Z Wikiźródeł, wolnej biblioteki
Ta strona została skorygowana.

— A kto?
— Un znów sze pyta! Widzieliśta przecie, że sam wielemożny nasz pan sekwestrator! A czy wy miarkujeta Marcinku, gdzie un pojechał?
— Gdzie? pewnie na jarmark z temi koniami.
— Ny, ny — un tam na dworze zrobi dobrego jarmarku, całe licytacye nawet!

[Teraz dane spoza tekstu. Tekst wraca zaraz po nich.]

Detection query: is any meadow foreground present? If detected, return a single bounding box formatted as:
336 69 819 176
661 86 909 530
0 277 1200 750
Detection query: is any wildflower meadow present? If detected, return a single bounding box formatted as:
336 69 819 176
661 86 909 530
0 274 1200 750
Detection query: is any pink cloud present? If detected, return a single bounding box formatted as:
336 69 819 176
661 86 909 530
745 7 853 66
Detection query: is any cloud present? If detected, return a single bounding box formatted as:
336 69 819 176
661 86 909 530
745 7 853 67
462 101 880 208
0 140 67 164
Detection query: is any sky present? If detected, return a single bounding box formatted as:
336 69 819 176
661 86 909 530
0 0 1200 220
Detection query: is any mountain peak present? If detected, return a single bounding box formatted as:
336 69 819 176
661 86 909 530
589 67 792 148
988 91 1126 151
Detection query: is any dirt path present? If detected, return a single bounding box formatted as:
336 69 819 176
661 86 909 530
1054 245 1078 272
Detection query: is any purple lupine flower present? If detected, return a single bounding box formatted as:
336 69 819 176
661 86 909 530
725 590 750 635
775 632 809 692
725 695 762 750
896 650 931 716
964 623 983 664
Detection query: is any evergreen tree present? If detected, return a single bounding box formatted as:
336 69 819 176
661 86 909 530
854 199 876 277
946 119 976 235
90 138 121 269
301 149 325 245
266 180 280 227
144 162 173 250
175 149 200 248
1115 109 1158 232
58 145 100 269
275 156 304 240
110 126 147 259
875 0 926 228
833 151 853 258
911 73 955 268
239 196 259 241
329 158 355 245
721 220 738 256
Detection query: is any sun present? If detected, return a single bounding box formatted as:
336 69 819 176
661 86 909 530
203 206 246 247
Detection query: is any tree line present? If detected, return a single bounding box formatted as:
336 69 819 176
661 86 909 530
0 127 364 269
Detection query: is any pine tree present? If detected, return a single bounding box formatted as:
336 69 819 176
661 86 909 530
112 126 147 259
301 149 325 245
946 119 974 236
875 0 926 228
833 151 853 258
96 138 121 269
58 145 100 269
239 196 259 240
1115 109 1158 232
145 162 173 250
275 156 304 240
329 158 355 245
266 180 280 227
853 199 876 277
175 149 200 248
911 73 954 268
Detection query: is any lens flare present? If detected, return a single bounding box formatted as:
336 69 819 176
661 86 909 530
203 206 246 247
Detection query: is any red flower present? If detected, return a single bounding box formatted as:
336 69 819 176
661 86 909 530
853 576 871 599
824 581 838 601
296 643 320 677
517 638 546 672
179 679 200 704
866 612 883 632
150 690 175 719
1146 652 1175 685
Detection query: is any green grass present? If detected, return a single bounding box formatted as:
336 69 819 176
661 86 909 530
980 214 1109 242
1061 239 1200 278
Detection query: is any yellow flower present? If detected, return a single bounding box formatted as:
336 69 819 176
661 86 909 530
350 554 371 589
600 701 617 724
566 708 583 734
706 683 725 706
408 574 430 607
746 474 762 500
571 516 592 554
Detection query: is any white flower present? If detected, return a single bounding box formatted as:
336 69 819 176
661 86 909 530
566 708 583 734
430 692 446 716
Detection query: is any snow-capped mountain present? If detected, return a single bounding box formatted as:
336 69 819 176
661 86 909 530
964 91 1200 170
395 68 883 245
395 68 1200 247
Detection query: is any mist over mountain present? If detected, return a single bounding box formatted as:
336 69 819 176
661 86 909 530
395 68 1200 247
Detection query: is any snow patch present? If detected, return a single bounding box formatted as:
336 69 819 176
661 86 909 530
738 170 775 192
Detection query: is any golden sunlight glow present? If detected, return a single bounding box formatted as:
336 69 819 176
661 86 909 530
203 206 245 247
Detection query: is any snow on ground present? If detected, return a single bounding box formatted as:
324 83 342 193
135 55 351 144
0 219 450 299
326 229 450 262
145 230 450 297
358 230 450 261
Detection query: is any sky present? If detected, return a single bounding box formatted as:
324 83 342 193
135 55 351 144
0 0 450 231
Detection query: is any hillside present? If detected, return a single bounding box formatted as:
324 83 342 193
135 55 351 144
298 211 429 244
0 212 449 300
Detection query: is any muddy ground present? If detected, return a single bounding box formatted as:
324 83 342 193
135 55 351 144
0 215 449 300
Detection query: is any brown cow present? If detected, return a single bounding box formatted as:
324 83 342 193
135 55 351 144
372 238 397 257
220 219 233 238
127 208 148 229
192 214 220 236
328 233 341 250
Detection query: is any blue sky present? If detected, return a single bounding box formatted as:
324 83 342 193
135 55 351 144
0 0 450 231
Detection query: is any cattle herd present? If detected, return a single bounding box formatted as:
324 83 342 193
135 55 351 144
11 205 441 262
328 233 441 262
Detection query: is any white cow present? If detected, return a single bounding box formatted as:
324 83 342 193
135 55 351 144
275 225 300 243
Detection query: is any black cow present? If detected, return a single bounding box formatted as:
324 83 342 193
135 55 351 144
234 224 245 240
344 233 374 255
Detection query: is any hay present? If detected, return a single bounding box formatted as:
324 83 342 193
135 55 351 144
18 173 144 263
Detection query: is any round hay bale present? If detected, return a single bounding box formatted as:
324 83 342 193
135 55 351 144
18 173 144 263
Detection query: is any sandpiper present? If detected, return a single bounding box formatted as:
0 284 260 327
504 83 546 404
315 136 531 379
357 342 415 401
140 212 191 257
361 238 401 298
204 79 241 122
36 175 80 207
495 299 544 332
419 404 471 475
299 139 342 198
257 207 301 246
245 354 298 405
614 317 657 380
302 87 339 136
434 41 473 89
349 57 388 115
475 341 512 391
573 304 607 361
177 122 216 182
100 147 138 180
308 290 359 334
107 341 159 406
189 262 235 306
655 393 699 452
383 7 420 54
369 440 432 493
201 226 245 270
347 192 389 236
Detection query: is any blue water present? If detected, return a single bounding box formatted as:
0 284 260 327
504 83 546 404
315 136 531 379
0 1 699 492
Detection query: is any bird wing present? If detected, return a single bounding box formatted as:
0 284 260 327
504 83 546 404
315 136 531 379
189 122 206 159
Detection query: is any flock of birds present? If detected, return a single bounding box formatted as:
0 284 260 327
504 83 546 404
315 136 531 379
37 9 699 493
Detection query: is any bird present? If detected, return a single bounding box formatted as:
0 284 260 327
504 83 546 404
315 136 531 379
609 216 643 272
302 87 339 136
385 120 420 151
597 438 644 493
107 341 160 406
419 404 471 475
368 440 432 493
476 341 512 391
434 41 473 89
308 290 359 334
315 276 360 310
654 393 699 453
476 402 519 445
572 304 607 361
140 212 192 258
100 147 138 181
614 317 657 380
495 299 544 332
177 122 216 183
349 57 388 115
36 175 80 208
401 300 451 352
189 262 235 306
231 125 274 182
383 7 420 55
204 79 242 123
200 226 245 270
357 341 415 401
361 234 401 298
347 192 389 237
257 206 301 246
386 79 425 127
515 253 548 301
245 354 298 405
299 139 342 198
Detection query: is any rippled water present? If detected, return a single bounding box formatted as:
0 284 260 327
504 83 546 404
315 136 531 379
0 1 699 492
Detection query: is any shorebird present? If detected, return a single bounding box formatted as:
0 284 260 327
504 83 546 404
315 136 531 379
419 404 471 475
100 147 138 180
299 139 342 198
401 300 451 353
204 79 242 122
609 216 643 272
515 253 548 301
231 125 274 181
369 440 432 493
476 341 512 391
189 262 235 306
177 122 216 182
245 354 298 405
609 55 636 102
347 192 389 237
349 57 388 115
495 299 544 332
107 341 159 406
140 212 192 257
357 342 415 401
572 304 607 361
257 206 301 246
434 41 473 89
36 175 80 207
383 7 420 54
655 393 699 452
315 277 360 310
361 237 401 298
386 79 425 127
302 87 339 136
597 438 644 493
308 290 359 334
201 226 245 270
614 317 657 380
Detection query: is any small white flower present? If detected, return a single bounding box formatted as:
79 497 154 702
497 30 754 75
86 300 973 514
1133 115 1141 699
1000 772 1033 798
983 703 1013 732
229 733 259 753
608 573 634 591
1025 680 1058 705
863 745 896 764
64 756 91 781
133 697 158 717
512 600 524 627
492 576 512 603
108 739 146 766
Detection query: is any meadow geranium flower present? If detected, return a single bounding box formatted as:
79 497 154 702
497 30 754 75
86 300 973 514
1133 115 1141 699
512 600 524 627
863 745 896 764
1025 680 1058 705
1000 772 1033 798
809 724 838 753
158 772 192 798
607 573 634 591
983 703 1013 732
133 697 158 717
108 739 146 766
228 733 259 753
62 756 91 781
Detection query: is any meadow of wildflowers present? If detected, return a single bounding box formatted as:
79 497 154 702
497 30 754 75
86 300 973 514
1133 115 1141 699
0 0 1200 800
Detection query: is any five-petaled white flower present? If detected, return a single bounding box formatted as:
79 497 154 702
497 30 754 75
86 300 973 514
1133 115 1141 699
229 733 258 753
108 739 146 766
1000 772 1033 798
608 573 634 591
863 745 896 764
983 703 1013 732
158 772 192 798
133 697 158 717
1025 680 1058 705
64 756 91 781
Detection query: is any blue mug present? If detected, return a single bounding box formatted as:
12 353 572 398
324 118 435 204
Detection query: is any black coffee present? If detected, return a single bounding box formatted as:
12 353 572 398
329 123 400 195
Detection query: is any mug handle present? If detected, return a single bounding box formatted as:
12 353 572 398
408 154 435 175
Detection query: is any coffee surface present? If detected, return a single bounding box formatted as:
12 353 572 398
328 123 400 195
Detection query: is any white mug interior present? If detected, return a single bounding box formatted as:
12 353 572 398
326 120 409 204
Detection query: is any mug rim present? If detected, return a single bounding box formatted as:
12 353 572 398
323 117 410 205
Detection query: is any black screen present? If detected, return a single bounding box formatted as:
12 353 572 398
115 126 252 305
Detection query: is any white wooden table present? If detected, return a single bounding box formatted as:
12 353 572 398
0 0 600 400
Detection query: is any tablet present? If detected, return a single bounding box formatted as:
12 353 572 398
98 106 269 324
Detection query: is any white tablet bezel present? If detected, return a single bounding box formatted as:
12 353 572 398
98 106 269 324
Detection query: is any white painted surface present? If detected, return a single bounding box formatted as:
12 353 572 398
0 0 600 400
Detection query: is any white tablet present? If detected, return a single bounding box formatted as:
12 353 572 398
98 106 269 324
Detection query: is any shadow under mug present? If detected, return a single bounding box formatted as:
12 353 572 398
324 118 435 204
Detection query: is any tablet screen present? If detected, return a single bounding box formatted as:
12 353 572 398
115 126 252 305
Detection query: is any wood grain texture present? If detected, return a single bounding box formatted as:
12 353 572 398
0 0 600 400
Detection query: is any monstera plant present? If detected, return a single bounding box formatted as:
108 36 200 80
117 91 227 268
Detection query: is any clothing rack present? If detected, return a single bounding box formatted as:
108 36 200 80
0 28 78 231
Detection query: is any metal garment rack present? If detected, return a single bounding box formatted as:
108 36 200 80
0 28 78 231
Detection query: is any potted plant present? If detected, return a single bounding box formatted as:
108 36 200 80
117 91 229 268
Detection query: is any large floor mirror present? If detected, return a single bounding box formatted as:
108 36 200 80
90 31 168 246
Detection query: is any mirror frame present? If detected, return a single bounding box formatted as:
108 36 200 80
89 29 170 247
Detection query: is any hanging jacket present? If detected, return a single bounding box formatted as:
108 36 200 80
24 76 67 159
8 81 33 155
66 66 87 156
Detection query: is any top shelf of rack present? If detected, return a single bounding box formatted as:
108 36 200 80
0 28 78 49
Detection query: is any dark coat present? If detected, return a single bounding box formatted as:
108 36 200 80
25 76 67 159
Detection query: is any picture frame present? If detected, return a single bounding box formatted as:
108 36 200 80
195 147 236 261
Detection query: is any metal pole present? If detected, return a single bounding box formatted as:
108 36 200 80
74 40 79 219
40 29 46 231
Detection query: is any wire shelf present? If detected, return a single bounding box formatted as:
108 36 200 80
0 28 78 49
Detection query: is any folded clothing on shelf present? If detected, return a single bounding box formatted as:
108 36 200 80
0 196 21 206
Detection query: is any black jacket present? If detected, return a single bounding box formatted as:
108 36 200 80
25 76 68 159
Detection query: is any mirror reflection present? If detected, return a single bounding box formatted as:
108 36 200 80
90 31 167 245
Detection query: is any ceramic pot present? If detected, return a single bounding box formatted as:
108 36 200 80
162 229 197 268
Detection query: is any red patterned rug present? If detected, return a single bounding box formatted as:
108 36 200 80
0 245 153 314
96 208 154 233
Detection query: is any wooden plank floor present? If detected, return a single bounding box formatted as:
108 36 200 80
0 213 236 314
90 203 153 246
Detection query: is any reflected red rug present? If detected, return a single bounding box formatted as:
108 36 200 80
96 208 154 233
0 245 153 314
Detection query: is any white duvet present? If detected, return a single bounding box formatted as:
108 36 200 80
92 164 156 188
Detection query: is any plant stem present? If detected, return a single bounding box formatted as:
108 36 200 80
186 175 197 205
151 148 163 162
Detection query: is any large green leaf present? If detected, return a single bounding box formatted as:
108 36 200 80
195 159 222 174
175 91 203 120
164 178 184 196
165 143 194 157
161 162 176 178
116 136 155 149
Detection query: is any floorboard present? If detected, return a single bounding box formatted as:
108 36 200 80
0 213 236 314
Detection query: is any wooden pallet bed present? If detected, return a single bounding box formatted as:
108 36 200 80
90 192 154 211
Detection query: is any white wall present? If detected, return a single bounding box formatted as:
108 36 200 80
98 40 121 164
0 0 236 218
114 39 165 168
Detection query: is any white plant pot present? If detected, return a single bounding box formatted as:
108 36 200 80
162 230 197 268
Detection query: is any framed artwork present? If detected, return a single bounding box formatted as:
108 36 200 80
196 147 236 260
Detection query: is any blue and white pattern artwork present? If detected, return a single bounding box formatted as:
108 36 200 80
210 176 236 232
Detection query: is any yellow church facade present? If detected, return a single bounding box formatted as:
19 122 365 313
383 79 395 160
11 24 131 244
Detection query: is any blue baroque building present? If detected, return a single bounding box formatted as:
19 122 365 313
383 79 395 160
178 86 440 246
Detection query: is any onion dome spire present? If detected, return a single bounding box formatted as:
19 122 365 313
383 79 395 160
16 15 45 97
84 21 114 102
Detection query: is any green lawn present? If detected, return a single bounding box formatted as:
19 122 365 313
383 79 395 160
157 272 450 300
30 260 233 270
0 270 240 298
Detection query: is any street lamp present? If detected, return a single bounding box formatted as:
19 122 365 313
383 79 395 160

— To bez to on tyla koni prowadzi?
— To znowu jest inna chwestya. Ten pan, to trzeba wam wiedzieć, nie ma żadne żone, ani swoje służbe, tylko co jednego furmana, to bez to un nie może ostawić w domu swój dobytek, więc zabiera jego ze sobą — un zawsze tak jeździ, może dla tego coby jemu buło weselej, a może tak sobie dla swoje fanaberye, to jego nie bardzo drogo kosztuje. Ny, ale co nam do tego, ja w am tylko powiadam, że my możemy zrobić bardzo dobry interes!
— A jakize to?
— Oj, żeby ja tak szczęście miał, jakie wy macie ciężkie głowe mój Marcinie, ja sobie nawet dżywuje co was sołtysem zrobili z takiem głowem! a może jeszcze na wójta was wykierują!?
— Ha, jak wypadnie być — to się i będzie.
— Oj waj, będzie! a co wy będzieta z kancelaryą robili, kiedy wy nie wieta co z pieniędzmi robić? A wy macie Marcinku pieniądze, ładne pieniądze macie!
— Musi rachowałeś zydzie moje pieniądze?